Cross Collateralization example

A

Here’s what’s happening. Say Donny Debtor borrows $10,000 from First Bank to purchase Inventory item #1, giving First Bank a security interest in Inventory item #1. This is a PMSI. Let’s say that, at the time, the parties include a clause—let’s call it a “cross-collateralization clause”—that says, basically, that all other inventory Donny owns or may own will also secure the $10,000 Inventory Item loan #1 amount (this is allowed—we’ll discuss it in more detail later). Later, Donny borrows $15,000 from First Bank to purchase Inventory Item #2, giving First Bank a security interest in Inventory item #2. This is also a PMSI. So, the $10,000 secured by Item #1 is PMSI, and the $15,000 secured by Item #2 is PMSI.

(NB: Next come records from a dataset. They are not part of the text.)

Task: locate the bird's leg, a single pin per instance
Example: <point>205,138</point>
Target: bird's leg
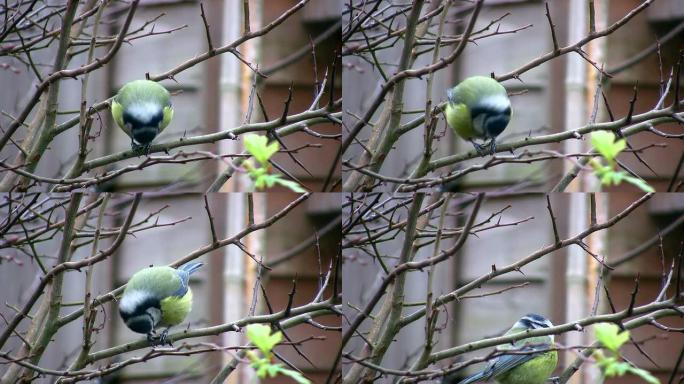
<point>163,338</point>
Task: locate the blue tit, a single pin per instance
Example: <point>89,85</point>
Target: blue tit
<point>478,108</point>
<point>157,297</point>
<point>142,109</point>
<point>524,368</point>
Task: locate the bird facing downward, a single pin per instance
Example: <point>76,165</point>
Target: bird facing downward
<point>534,367</point>
<point>478,108</point>
<point>142,109</point>
<point>157,297</point>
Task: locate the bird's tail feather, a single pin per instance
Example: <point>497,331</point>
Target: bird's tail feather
<point>191,267</point>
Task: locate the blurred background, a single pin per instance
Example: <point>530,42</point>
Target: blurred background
<point>300,247</point>
<point>561,285</point>
<point>209,97</point>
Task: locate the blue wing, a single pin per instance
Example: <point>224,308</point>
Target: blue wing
<point>184,273</point>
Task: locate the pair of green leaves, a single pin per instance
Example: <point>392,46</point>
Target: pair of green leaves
<point>262,151</point>
<point>606,144</point>
<point>611,338</point>
<point>260,335</point>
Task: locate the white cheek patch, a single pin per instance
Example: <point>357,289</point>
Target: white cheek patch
<point>498,103</point>
<point>144,112</point>
<point>131,300</point>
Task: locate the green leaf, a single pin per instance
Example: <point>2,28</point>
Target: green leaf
<point>259,148</point>
<point>610,336</point>
<point>261,336</point>
<point>292,185</point>
<point>273,370</point>
<point>604,142</point>
<point>617,369</point>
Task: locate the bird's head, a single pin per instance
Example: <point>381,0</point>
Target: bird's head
<point>140,310</point>
<point>491,115</point>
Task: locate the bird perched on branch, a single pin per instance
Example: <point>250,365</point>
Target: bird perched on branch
<point>157,297</point>
<point>478,108</point>
<point>532,363</point>
<point>142,109</point>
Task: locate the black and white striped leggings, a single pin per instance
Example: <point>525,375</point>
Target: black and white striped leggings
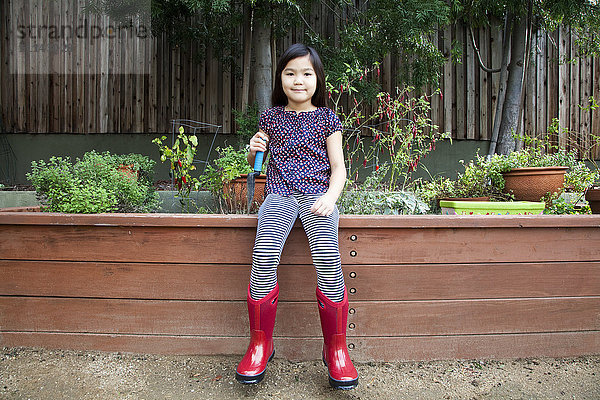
<point>276,218</point>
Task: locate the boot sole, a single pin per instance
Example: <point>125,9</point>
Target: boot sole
<point>253,379</point>
<point>341,385</point>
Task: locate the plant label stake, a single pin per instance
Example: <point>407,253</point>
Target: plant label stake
<point>251,180</point>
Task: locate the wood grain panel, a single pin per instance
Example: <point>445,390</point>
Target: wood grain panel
<point>471,281</point>
<point>474,316</point>
<point>215,318</point>
<point>367,349</point>
<point>379,246</point>
<point>147,281</point>
<point>372,245</point>
<point>297,282</point>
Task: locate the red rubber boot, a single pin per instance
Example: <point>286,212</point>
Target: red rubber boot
<point>334,316</point>
<point>260,350</point>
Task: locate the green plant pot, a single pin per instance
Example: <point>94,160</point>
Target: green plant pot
<point>491,208</point>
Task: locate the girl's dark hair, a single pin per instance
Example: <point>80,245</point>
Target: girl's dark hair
<point>319,99</point>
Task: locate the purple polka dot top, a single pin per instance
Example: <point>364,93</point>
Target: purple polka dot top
<point>298,149</point>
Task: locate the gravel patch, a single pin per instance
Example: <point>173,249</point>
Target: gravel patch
<point>28,373</point>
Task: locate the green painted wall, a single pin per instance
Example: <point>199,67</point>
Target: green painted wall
<point>28,147</point>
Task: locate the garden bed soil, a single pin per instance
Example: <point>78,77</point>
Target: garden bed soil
<point>447,287</point>
<point>57,374</point>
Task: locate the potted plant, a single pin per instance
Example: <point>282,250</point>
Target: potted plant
<point>94,184</point>
<point>226,178</point>
<point>471,185</point>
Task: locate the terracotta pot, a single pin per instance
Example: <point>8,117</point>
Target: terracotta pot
<point>592,195</point>
<point>236,194</point>
<point>533,183</point>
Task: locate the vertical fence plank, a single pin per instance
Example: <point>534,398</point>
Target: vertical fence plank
<point>470,77</point>
<point>585,91</point>
<point>484,85</point>
<point>106,86</point>
<point>461,101</point>
<point>574,67</point>
<point>447,91</point>
<point>496,53</point>
<point>564,82</point>
<point>552,73</point>
<point>596,112</point>
<point>531,90</point>
<point>541,85</point>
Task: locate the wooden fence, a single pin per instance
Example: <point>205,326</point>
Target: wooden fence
<point>95,91</point>
<point>420,287</point>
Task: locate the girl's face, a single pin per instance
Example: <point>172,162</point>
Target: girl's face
<point>299,82</point>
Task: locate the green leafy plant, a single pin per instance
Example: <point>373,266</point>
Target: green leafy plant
<point>181,157</point>
<point>374,197</point>
<point>229,165</point>
<point>400,127</point>
<point>94,184</point>
<point>473,182</point>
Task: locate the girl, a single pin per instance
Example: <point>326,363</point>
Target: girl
<point>305,177</point>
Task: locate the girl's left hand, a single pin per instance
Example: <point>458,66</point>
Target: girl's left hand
<point>324,206</point>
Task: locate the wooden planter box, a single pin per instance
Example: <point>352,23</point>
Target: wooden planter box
<point>421,287</point>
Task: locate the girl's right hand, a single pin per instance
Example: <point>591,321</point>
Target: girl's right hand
<point>258,142</point>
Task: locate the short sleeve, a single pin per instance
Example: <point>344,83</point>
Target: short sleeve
<point>333,123</point>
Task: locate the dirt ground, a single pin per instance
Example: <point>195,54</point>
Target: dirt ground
<point>27,373</point>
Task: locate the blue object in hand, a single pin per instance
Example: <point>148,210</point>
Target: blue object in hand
<point>258,161</point>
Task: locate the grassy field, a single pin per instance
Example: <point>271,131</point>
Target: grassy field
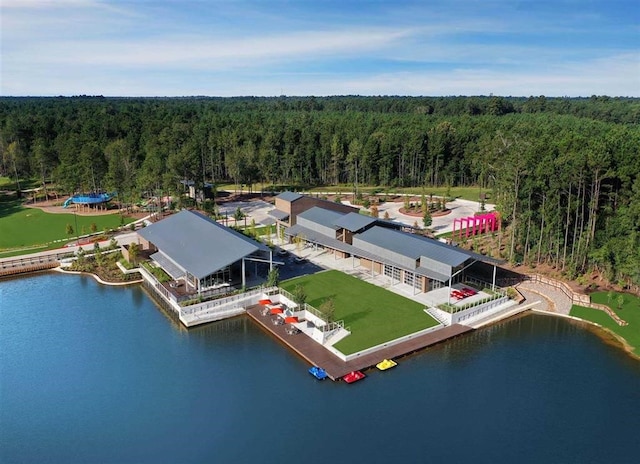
<point>27,227</point>
<point>373,314</point>
<point>630,312</point>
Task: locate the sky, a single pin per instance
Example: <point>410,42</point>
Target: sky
<point>320,47</point>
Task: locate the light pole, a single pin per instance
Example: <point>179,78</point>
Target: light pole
<point>75,219</point>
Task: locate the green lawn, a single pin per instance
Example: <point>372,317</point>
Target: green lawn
<point>373,314</point>
<point>26,227</point>
<point>630,312</point>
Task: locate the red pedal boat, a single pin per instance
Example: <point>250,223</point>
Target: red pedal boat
<point>353,376</point>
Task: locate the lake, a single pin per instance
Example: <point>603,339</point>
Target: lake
<point>99,374</point>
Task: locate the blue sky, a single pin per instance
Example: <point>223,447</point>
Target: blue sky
<point>320,47</point>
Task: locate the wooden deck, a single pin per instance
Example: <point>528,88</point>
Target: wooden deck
<point>27,268</point>
<point>335,367</point>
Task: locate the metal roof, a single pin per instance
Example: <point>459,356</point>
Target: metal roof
<point>413,246</point>
<point>353,222</point>
<point>198,244</point>
<point>321,216</point>
<point>289,196</point>
<point>315,237</point>
<point>433,275</point>
<point>279,215</point>
<point>169,266</point>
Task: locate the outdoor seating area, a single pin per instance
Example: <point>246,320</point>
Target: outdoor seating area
<point>462,293</point>
<point>281,315</point>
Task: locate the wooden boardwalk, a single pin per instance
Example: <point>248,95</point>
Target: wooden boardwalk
<point>335,367</point>
<point>26,268</point>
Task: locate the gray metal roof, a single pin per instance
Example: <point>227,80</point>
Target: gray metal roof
<point>321,216</point>
<point>354,221</point>
<point>289,196</point>
<point>169,266</point>
<point>279,215</point>
<point>432,274</point>
<point>315,237</point>
<point>413,246</point>
<point>198,244</point>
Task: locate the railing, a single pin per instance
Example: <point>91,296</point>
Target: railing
<point>208,306</point>
<point>30,261</point>
<point>329,326</point>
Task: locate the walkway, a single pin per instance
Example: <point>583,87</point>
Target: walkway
<point>551,299</point>
<point>316,355</point>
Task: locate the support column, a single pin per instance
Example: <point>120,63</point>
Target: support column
<point>493,282</point>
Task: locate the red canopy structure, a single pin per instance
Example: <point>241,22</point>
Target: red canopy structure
<point>473,225</point>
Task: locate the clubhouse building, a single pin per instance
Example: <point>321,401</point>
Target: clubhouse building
<point>379,246</point>
<point>203,258</point>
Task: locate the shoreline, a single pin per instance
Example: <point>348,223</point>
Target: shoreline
<point>605,334</point>
<point>97,278</point>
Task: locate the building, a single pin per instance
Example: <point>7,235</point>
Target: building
<point>290,204</point>
<point>202,256</point>
<point>381,247</point>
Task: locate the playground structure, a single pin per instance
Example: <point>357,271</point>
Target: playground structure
<point>89,200</point>
<point>473,225</point>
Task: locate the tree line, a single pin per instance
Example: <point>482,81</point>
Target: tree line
<point>563,171</point>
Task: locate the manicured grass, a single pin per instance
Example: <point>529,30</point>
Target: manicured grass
<point>373,314</point>
<point>24,227</point>
<point>629,312</point>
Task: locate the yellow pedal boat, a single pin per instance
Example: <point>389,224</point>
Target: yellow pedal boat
<point>386,364</point>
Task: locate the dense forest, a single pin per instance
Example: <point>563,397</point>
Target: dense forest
<point>564,172</point>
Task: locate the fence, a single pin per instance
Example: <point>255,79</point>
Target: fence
<point>328,326</point>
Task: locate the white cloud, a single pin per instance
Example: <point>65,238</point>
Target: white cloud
<point>203,52</point>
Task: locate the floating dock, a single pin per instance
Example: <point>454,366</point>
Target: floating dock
<point>316,355</point>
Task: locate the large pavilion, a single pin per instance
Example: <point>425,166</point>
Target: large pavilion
<point>204,255</point>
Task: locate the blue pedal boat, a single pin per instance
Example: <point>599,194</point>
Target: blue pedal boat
<point>318,372</point>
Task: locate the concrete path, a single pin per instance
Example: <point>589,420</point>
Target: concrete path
<point>552,299</point>
<point>122,239</point>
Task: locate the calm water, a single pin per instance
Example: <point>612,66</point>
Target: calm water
<point>98,374</point>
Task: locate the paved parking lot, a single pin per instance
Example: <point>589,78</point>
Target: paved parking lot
<point>258,210</point>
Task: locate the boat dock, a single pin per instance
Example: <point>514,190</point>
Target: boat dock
<point>24,266</point>
<point>335,367</point>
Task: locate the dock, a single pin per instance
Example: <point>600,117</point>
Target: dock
<point>24,268</point>
<point>316,355</point>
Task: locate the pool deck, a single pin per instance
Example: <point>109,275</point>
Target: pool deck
<point>316,355</point>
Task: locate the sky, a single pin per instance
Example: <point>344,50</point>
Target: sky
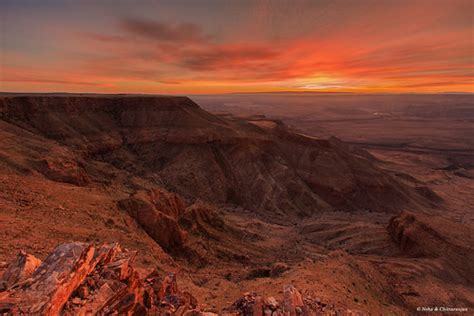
<point>216,46</point>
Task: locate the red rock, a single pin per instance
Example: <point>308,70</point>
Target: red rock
<point>54,281</point>
<point>20,269</point>
<point>157,220</point>
<point>292,300</point>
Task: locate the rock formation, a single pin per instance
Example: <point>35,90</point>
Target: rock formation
<point>83,279</point>
<point>201,156</point>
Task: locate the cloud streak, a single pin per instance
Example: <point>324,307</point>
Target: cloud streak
<point>385,47</point>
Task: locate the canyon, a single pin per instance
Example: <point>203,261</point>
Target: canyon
<point>237,205</point>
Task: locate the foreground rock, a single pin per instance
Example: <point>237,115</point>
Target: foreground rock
<point>430,236</point>
<point>83,279</point>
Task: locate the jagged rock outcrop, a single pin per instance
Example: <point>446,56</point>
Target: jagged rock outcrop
<point>179,229</point>
<point>83,279</point>
<point>157,212</point>
<point>19,270</point>
<point>202,156</point>
<point>421,235</point>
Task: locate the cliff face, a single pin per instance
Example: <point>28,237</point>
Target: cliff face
<point>171,140</point>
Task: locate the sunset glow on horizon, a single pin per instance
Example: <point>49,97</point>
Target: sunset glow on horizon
<point>192,47</point>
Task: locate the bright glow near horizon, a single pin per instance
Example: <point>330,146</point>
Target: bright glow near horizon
<point>190,47</point>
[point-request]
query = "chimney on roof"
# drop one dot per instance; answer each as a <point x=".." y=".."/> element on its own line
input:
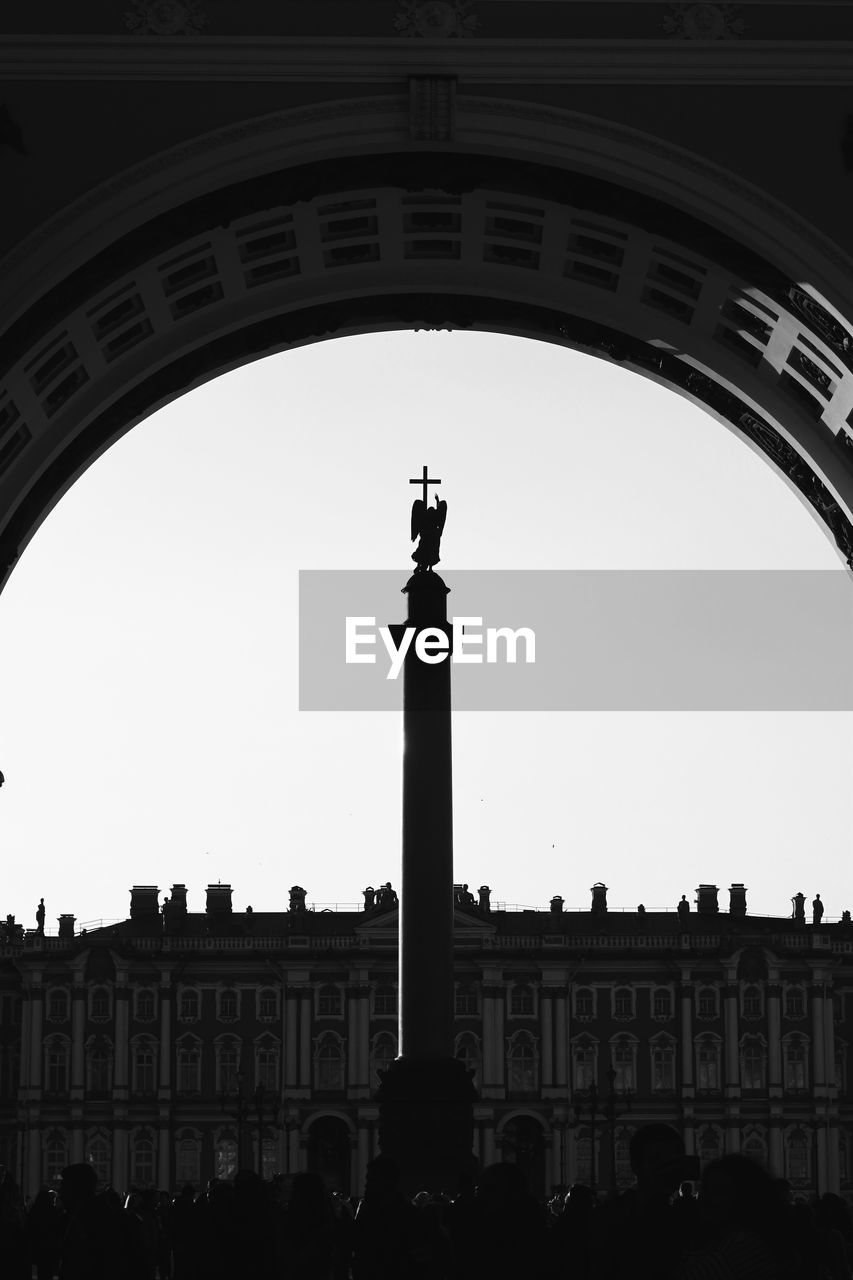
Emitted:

- Now, say that Donny sells Item #1, so he no longer has it anymore. And, further, say that Donny pays off the $15,000 Item #2 loan amount. What’s left is that Donny still has Item #2, and he still owes on the $10,000 loan for Item #1. Item #2 is still collateral for the $10,000 Item #1 loan, because of the cross-collateralization clause. Under 9–103(b)(1), the remaining security interest in Item #2 securing the $10,000 would not be PMSI because the $10,000 debt wasn’t incurred “with respect to” Item #2. But, under the clause of 9–103(b)(2), this remaining, mismatched loan and collateral are considered to be PMSI, since they were each originally part of a PMSI transaction, the items in question are inventory, and a cross-collateralization clause was included. This is an important benefit granted to inventory PMSI financings, since the nature of inventory is that it is bought and sold all the time, and so the actual inventory held by a debtor is constantly changing.